I just finished reading Willi Heinrich's "Cross of Iron" (aka "The Willing Flesh") on which Peckinpah's movie was based, and focuses on the 101st Jager division in the Caucasus and Crimea. The author served in this unit during the time period in which the story takes place.
While not an uplifting book, I did really enjoy reading it. The version I have was fully anglicized in its translation (submachine guns were referred to as Tommy guns for both sides) which was annoying at first, but the quality of the story overcame it.
Even if you have seen the movie, the book is worth reading since it is significantly different than the movie.
It is brutal, chauvinistic (women and homosexuals are caricatures, not characters) and somewhat nihilistic, but that sounds like the Eastern Front to me.
From Wikipedia:
Willi Heinrich was born in Heidelberg, Baden-Württemberg, and during the Second World War he fought the Russians in the Eastern Front with the 1st Battalion 228th Jäger Regiment of the 101st Jäger Division, the infantry unit of the characters of Das Geduldige Fleisch (The Willing Flesh; Cross of Iron), his most famous novel. In the war's course, the 101st Jäger Division suffered seven hundred per cent casualties; Heinrich was wounded five times.
After the war, Heinrich became a writer; his first novel, In einem Schloss zu wohnen, written 1950–1952, went unpublished until 1976, when he was an established novelist. His first commercial novel, Das Geduldige Fleisch (The Willing Flesh), was published in 1955, and almost immediately was translated to English and published as The Willing Flesh (1956), by Weidenfield & Nicolson in the U.K., and as Cross of Iron (1957), by Bobbs-Merrill in the U.S. To date, the novel remains in print and in many editions; in 1977, Sam Peckinpah cinematically adapted it as Cross of Iron, featuring James Coburn as the protagonist anti-hero Rolf Steiner.

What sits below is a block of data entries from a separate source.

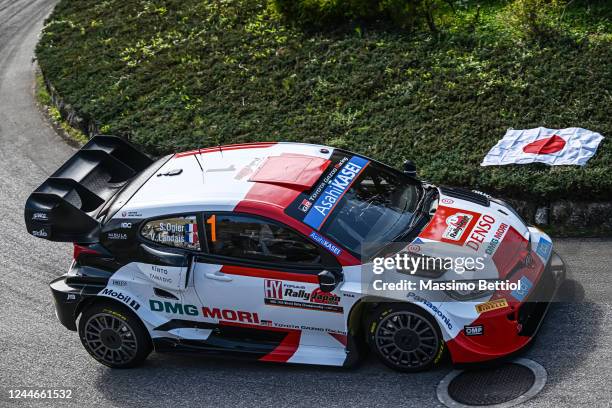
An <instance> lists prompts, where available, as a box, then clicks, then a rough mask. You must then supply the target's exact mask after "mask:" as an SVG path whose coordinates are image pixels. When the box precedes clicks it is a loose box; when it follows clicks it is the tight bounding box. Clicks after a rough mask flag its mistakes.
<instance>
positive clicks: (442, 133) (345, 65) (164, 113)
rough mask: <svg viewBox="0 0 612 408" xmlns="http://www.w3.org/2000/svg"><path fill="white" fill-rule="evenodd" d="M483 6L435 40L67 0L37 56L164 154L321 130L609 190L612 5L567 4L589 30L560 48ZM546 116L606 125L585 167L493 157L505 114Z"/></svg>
mask: <svg viewBox="0 0 612 408" xmlns="http://www.w3.org/2000/svg"><path fill="white" fill-rule="evenodd" d="M482 4H483V5H482V7H481V11H480V24H479V25H478V26H477V27H476V30H475V32H474V33H473V34H470V35H466V34H464V33H461V32H458V33H456V34H453V33H451V34H448V35H443V36H439V38H434V36H431V35H429V34H423V33H415V34H414V35H410V36H407V35H405V34H404V33H403V32H401V31H400V30H392V31H389V30H381V29H375V28H370V29H367V30H365V29H364V30H363V32H362V33H361V34H359V33H356V32H355V30H334V31H332V32H330V31H327V30H325V31H322V32H318V33H317V32H315V33H312V32H307V31H305V30H302V29H299V28H295V27H292V26H288V25H286V24H283V23H282V22H279V21H278V20H277V19H276V16H275V15H274V13H273V12H272V11H271V10H270V8H269V7H268V3H267V2H266V1H265V0H261V1H256V0H225V1H222V2H221V1H219V0H164V1H162V0H155V1H154V0H103V1H101V0H80V1H79V2H74V1H71V0H61V1H59V3H58V5H57V6H56V8H55V10H54V12H53V14H52V15H51V17H50V19H49V20H48V21H47V23H46V25H45V28H44V31H43V33H42V37H41V41H40V43H39V45H38V48H37V57H38V61H39V64H40V66H41V69H42V70H43V72H44V74H45V76H46V78H47V79H48V80H49V81H50V82H51V83H52V84H53V85H54V86H55V88H56V90H57V91H58V92H59V93H60V94H61V95H62V96H63V99H64V101H65V102H66V103H70V104H71V105H72V106H73V107H74V108H76V109H77V110H78V111H79V112H80V113H82V116H84V117H89V118H95V120H96V121H97V125H98V128H99V129H101V131H103V132H106V133H111V134H117V135H120V136H124V137H127V138H129V139H131V140H132V141H133V142H135V143H137V144H140V145H141V146H143V147H144V148H145V149H147V150H148V151H149V152H151V153H154V154H162V153H168V152H172V151H180V150H187V149H192V148H196V147H205V146H211V145H216V144H225V143H241V142H249V141H269V140H290V141H300V142H314V143H323V144H328V145H332V146H337V147H344V148H347V149H350V150H353V151H356V152H359V153H362V154H366V155H368V156H371V157H373V158H375V159H378V160H381V161H383V162H386V163H389V164H391V165H396V166H398V167H399V166H401V163H402V161H403V159H406V158H409V159H412V160H414V161H415V162H416V164H417V165H418V168H419V175H420V176H421V177H423V178H424V179H426V180H429V181H431V182H433V183H441V184H450V185H464V186H472V187H476V188H479V189H482V190H484V191H488V192H491V193H495V194H501V195H507V196H513V197H515V198H529V199H530V200H531V199H534V198H536V197H546V199H553V198H563V197H566V198H574V199H580V198H589V199H594V198H601V199H608V200H609V199H610V197H612V177H610V169H611V168H612V143H610V140H609V139H610V137H612V115H610V112H609V111H610V109H609V107H610V106H611V105H612V99H611V98H612V96H611V95H612V90H611V85H612V70H611V69H610V61H612V35H611V33H612V24H611V23H610V22H611V21H612V7H611V5H610V3H609V2H608V3H605V4H602V5H601V6H600V8H597V9H596V8H595V7H594V6H592V7H593V8H592V10H593V12H592V13H591V12H589V13H587V12H586V11H585V10H586V8H584V7H578V8H572V9H571V10H569V11H571V13H572V18H571V19H570V18H568V19H564V24H570V23H571V24H573V25H572V26H571V27H569V29H571V32H572V33H575V34H572V35H575V37H576V38H577V40H575V41H568V42H560V43H558V44H555V45H554V46H551V45H550V44H548V45H546V44H545V45H542V44H535V43H531V42H525V41H523V42H520V41H517V39H516V38H515V37H513V36H510V37H508V35H507V33H506V32H502V31H503V30H502V29H501V27H503V26H504V25H505V24H507V20H506V19H505V16H504V15H503V14H502V12H501V10H502V9H503V7H504V6H505V2H500V3H495V2H493V3H491V4H492V5H489V6H487V5H486V3H482ZM469 13H471V11H470V9H468V10H467V11H462V10H458V12H457V15H458V16H459V18H463V16H464V15H468V16H471V15H470V14H469ZM465 18H467V17H465ZM470 18H471V17H470ZM537 126H545V127H550V128H561V127H570V126H580V127H584V128H587V129H591V130H594V131H597V132H600V133H601V134H603V135H604V136H605V137H606V139H604V141H603V142H602V144H601V145H600V147H599V150H598V152H597V155H596V156H595V157H594V158H593V159H591V160H590V161H589V163H588V165H587V166H585V167H583V168H579V167H571V166H560V167H553V168H548V167H545V166H542V165H526V166H504V167H495V168H492V167H491V168H489V167H487V168H482V167H480V162H481V160H482V158H483V156H484V155H485V154H486V152H487V151H488V150H489V149H490V148H491V147H492V146H493V145H494V144H495V143H496V142H497V140H498V139H499V138H501V137H502V136H503V134H504V133H505V131H506V129H507V128H509V127H513V128H516V129H525V128H531V127H537Z"/></svg>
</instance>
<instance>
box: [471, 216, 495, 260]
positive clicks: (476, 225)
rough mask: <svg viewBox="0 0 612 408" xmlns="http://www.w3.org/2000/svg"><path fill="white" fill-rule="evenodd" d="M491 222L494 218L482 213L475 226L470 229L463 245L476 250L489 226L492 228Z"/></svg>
mask: <svg viewBox="0 0 612 408" xmlns="http://www.w3.org/2000/svg"><path fill="white" fill-rule="evenodd" d="M493 224H495V218H493V217H491V216H490V215H488V214H483V215H482V217H480V220H478V223H476V226H475V227H474V228H473V229H472V233H471V234H470V236H469V237H468V239H467V241H466V243H465V246H467V247H469V248H472V249H473V250H474V251H478V249H479V248H480V244H482V243H483V242H484V241H485V238H486V236H487V234H488V233H489V231H491V228H493Z"/></svg>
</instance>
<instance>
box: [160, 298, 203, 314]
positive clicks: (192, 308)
mask: <svg viewBox="0 0 612 408" xmlns="http://www.w3.org/2000/svg"><path fill="white" fill-rule="evenodd" d="M149 307H150V308H151V311H152V312H166V313H168V314H181V315H187V316H197V315H198V308H197V307H196V306H194V305H183V304H180V303H175V302H162V301H160V300H149Z"/></svg>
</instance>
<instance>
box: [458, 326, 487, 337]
mask: <svg viewBox="0 0 612 408" xmlns="http://www.w3.org/2000/svg"><path fill="white" fill-rule="evenodd" d="M463 332H464V333H465V335H466V336H482V335H483V334H484V326H483V325H479V326H463Z"/></svg>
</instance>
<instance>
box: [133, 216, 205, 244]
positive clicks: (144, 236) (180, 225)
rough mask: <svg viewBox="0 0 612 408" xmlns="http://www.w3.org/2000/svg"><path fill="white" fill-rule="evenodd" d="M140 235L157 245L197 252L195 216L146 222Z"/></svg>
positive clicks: (196, 227) (181, 216)
mask: <svg viewBox="0 0 612 408" xmlns="http://www.w3.org/2000/svg"><path fill="white" fill-rule="evenodd" d="M140 234H141V235H142V236H143V237H144V238H146V239H148V240H151V241H153V242H157V243H158V244H162V245H168V246H172V247H175V248H182V249H191V250H199V249H200V238H199V236H198V219H197V217H196V216H195V215H185V216H174V217H168V218H162V219H158V220H152V221H148V222H147V223H146V224H145V225H144V226H143V227H142V229H141V230H140Z"/></svg>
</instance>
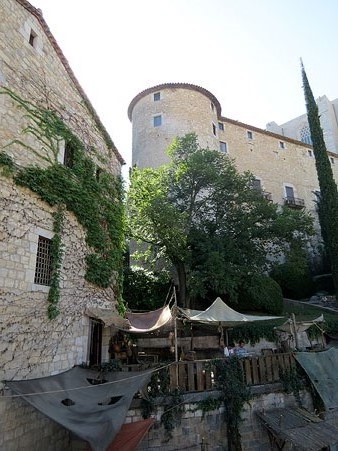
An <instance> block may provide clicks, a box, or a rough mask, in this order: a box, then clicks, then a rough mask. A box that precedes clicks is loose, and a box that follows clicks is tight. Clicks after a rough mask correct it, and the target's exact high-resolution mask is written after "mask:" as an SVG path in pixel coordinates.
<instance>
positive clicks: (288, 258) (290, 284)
mask: <svg viewBox="0 0 338 451" xmlns="http://www.w3.org/2000/svg"><path fill="white" fill-rule="evenodd" d="M270 276H271V277H272V279H274V280H275V281H276V282H277V283H278V284H279V286H280V287H281V288H282V291H283V295H284V297H286V298H291V299H301V298H305V297H309V296H311V294H312V293H313V292H314V290H315V286H314V283H313V281H312V276H311V270H310V265H309V262H308V260H307V258H306V253H305V250H304V249H303V248H302V247H301V246H299V245H298V243H294V244H293V245H292V246H291V247H290V249H289V252H288V254H287V256H286V258H285V261H284V262H283V263H281V264H278V265H275V266H274V267H273V268H272V271H271V273H270Z"/></svg>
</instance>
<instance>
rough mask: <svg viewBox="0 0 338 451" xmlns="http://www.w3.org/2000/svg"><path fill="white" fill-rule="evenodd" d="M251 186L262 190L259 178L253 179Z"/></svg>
mask: <svg viewBox="0 0 338 451" xmlns="http://www.w3.org/2000/svg"><path fill="white" fill-rule="evenodd" d="M252 188H253V189H255V190H256V191H262V183H261V181H260V180H259V179H253V181H252Z"/></svg>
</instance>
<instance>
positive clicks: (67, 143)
mask: <svg viewBox="0 0 338 451" xmlns="http://www.w3.org/2000/svg"><path fill="white" fill-rule="evenodd" d="M74 154H75V149H74V146H73V145H72V144H71V143H70V142H66V143H65V154H64V158H63V164H64V165H65V166H67V168H72V167H73V166H74Z"/></svg>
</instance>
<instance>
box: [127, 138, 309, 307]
mask: <svg viewBox="0 0 338 451" xmlns="http://www.w3.org/2000/svg"><path fill="white" fill-rule="evenodd" d="M168 154H169V156H170V158H171V161H170V163H169V164H168V165H165V166H162V167H160V168H158V169H149V168H147V169H137V168H135V169H134V170H133V172H132V175H131V185H130V190H129V196H128V197H129V199H128V211H129V219H130V233H131V237H132V238H133V239H136V240H139V241H141V242H143V243H147V244H148V246H149V249H150V250H151V251H152V252H153V255H155V259H157V258H159V257H160V256H162V257H165V258H166V259H167V261H168V262H170V264H171V265H172V266H173V267H174V268H175V270H176V273H177V279H178V284H179V302H180V304H181V305H184V306H186V307H190V306H191V302H190V300H191V297H192V298H193V299H195V300H196V299H198V298H202V299H203V298H204V299H205V298H207V297H208V296H210V297H214V295H222V296H223V297H224V296H227V298H228V299H231V300H232V301H236V295H237V293H238V287H239V286H241V285H242V284H243V281H245V280H246V279H248V277H251V276H252V275H253V274H261V273H262V272H264V271H265V270H266V269H267V267H268V265H269V262H268V260H267V254H269V255H270V257H278V256H281V255H282V254H283V252H285V250H286V248H287V247H288V245H289V244H290V242H292V241H293V240H296V241H299V242H303V241H304V240H305V239H306V236H307V234H308V233H311V232H312V220H311V218H310V217H309V215H307V214H306V213H305V212H300V211H294V210H291V209H288V208H285V209H280V208H279V207H278V206H277V205H276V204H273V203H272V202H269V201H267V200H266V199H265V198H264V196H263V194H262V192H261V191H259V190H256V189H254V188H253V181H254V177H253V175H252V174H250V173H244V174H239V172H238V171H237V170H236V167H235V165H234V162H233V161H232V160H231V159H230V158H229V157H228V156H227V155H224V154H223V153H221V152H219V151H217V150H210V149H203V148H201V147H200V146H199V145H198V141H197V137H196V135H195V134H188V135H186V136H184V137H181V138H176V140H174V142H173V144H172V145H171V146H170V148H169V149H168Z"/></svg>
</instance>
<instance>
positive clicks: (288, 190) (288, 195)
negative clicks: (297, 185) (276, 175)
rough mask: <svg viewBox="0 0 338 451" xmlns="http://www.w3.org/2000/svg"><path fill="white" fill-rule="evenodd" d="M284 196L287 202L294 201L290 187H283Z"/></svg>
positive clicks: (291, 186)
mask: <svg viewBox="0 0 338 451" xmlns="http://www.w3.org/2000/svg"><path fill="white" fill-rule="evenodd" d="M285 195H286V198H287V200H294V198H295V193H294V191H293V188H292V186H286V187H285Z"/></svg>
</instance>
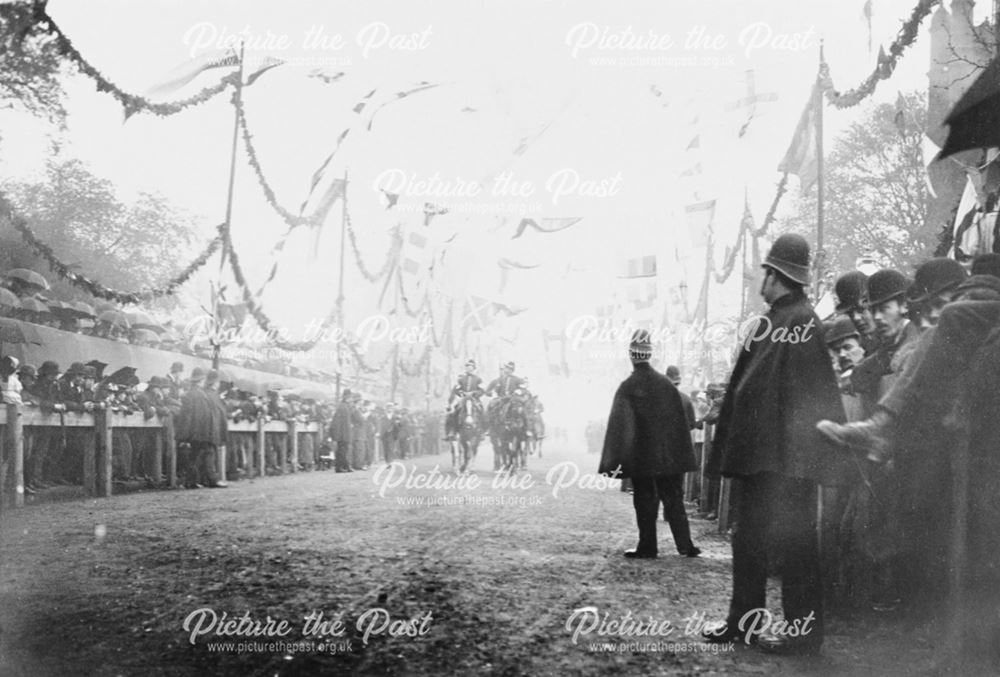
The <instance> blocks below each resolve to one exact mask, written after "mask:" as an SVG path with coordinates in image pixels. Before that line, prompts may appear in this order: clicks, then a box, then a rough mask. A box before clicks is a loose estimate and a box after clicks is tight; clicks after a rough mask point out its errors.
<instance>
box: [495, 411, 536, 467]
mask: <svg viewBox="0 0 1000 677" xmlns="http://www.w3.org/2000/svg"><path fill="white" fill-rule="evenodd" d="M494 411H495V419H496V421H495V422H496V425H494V426H492V429H493V430H494V431H495V437H496V441H495V442H494V444H495V446H494V453H495V454H496V451H497V450H499V454H498V456H499V459H497V457H496V455H495V457H494V469H495V470H505V471H512V470H518V469H521V470H523V469H524V468H526V467H527V465H528V453H527V452H528V445H527V442H528V415H527V412H526V407H525V403H524V401H523V400H521V399H519V398H516V397H509V398H505V401H503V402H502V403H501V404H500V405H499V406H497V407H496V408H495V410H494ZM498 460H499V463H498V462H497V461H498Z"/></svg>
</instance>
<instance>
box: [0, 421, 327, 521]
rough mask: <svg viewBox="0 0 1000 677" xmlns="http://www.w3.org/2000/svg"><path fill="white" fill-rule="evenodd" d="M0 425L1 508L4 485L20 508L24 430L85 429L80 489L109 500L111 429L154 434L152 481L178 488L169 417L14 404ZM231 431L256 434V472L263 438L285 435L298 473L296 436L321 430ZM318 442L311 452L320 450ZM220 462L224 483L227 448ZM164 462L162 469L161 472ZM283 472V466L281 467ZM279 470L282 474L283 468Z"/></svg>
mask: <svg viewBox="0 0 1000 677" xmlns="http://www.w3.org/2000/svg"><path fill="white" fill-rule="evenodd" d="M0 426H3V446H4V456H5V457H6V458H7V459H8V460H7V462H6V463H5V464H4V466H3V467H0V505H5V504H6V503H7V498H6V496H4V493H5V492H6V490H7V487H8V486H9V485H10V484H12V485H13V490H14V500H13V505H14V507H17V508H20V507H23V506H24V429H25V428H49V429H52V428H55V429H59V430H63V429H66V428H71V429H74V430H80V431H84V432H85V433H86V434H85V435H82V436H80V438H79V439H78V440H76V442H79V443H81V444H82V447H83V459H82V463H83V487H84V490H85V491H86V493H87V494H88V495H90V496H103V497H110V496H111V487H112V477H111V476H112V458H113V453H114V441H113V440H114V436H113V435H112V431H113V430H114V429H115V428H126V429H136V428H141V429H146V430H149V431H154V432H155V433H156V435H155V443H154V447H153V473H152V476H151V479H152V480H153V481H154V482H156V483H160V482H162V481H163V479H164V478H163V476H164V474H166V476H167V486H169V487H170V488H176V487H177V442H176V439H175V437H174V423H173V418H172V417H170V416H167V417H163V418H161V417H153V418H150V419H146V418H144V417H143V416H142V415H141V414H131V415H126V414H121V413H117V412H112V411H107V410H99V411H95V412H94V413H85V414H80V413H74V412H64V413H62V414H59V413H51V414H45V413H42V412H41V411H40V410H39V409H38V408H36V407H25V406H22V405H17V404H8V405H3V406H0ZM228 428H229V432H230V433H254V434H256V436H257V445H256V447H257V449H256V451H257V456H258V464H257V468H258V471H259V473H260V474H263V473H264V469H265V466H266V461H265V454H266V449H267V445H266V439H265V436H266V434H267V433H279V434H283V435H285V436H286V437H287V445H288V447H289V450H290V469H291V472H296V470H297V468H298V462H299V434H300V433H307V434H315V433H318V432H319V424H317V423H302V422H299V421H265V420H264V419H258V420H257V421H241V422H239V423H234V422H232V421H230V422H229V425H228ZM318 446H319V445H318V444H317V445H315V448H318ZM218 460H219V462H218V464H217V467H218V468H219V474H220V477H221V479H225V478H226V476H225V473H226V462H225V461H226V447H225V446H224V445H223V446H220V447H219V448H218ZM164 461H166V468H164ZM7 465H9V466H12V468H10V469H12V470H13V473H12V474H13V479H12V481H8V479H7V476H8V474H9V472H8V470H9V468H8V467H7ZM280 467H281V468H282V469H283V468H284V464H283V463H282V464H281V466H280ZM282 472H283V470H282Z"/></svg>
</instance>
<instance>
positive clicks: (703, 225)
mask: <svg viewBox="0 0 1000 677" xmlns="http://www.w3.org/2000/svg"><path fill="white" fill-rule="evenodd" d="M684 213H685V214H686V215H687V222H688V232H689V233H690V235H691V244H692V246H694V247H704V246H706V245H707V244H708V240H709V234H710V233H711V232H712V227H713V224H714V222H715V200H704V201H702V202H696V203H694V204H690V205H688V206H686V207H685V208H684Z"/></svg>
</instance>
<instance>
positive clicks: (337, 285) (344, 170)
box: [336, 167, 347, 402]
mask: <svg viewBox="0 0 1000 677" xmlns="http://www.w3.org/2000/svg"><path fill="white" fill-rule="evenodd" d="M340 205H341V210H340V274H339V278H338V280H337V329H338V330H339V331H340V335H339V336H338V337H337V394H336V401H337V402H340V385H341V372H343V371H344V353H343V347H344V346H343V343H344V342H343V340H342V339H343V337H344V250H345V247H346V237H347V168H346V167H345V168H344V192H343V195H341V198H340Z"/></svg>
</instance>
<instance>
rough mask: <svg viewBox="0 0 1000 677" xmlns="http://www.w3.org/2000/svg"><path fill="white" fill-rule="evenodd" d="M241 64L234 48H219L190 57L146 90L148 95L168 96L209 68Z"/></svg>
mask: <svg viewBox="0 0 1000 677" xmlns="http://www.w3.org/2000/svg"><path fill="white" fill-rule="evenodd" d="M239 65H240V57H239V55H238V54H237V53H236V50H234V49H231V48H230V49H218V50H212V51H209V52H205V53H204V54H200V55H198V56H196V57H193V58H191V59H188V60H187V61H185V62H184V63H182V64H180V65H179V66H177V67H176V68H174V69H173V70H172V71H170V72H169V73H167V74H166V75H165V76H163V79H162V80H160V81H159V82H157V83H156V84H155V85H153V86H152V87H151V88H150V89H149V90H148V91H147V92H146V96H147V97H159V96H166V95H168V94H172V93H173V92H176V91H177V90H178V89H180V88H182V87H183V86H184V85H186V84H188V83H190V82H191V81H193V80H194V79H195V78H196V77H198V76H199V75H200V74H201V73H204V72H205V71H207V70H212V69H214V68H235V67H237V66H239Z"/></svg>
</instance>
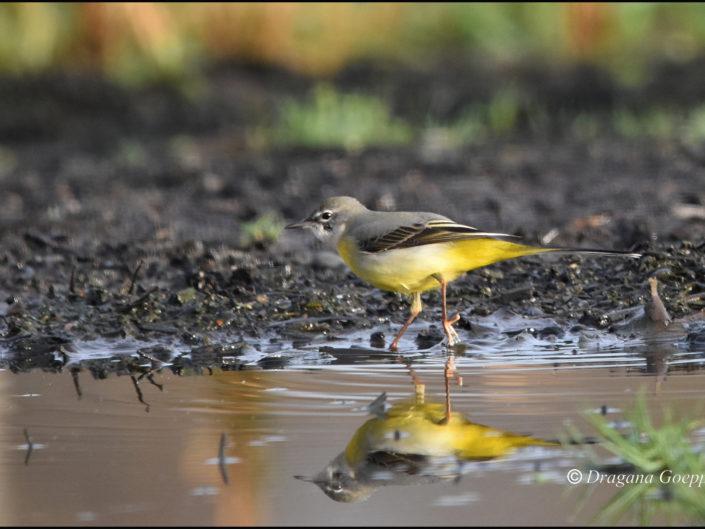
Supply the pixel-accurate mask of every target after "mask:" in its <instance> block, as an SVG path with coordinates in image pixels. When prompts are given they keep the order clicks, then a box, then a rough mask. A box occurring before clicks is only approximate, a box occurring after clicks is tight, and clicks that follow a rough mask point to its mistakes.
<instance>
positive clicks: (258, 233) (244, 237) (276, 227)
mask: <svg viewBox="0 0 705 529" xmlns="http://www.w3.org/2000/svg"><path fill="white" fill-rule="evenodd" d="M283 229H284V221H283V219H282V218H281V216H280V215H279V213H276V212H273V211H268V212H266V213H263V214H262V215H260V216H258V217H257V218H255V219H253V220H251V221H249V222H245V223H243V224H241V225H240V246H242V247H243V248H249V247H252V246H255V245H265V244H268V243H271V242H274V241H276V240H277V237H279V235H280V234H281V232H282V230H283Z"/></svg>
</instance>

Though he began as a war genre novelist, Heinrich concentrated in the potboiler genre of soapy, sexy stories that were very popular in the 1970s and 1980s. Most of his books are novels, but Erzählungen (1985) is an anthology comprising three novellas: (i) Die Freundinnen, (ii) Fata Morgana, and (iii) Harte Bandagen. His last book, Der Gesang Der Sirenen [The Singing of the Sirens], was published in 1994 when he already was retired; Willi Heinrich died in Dobel, near Karlsruhe, in 2005.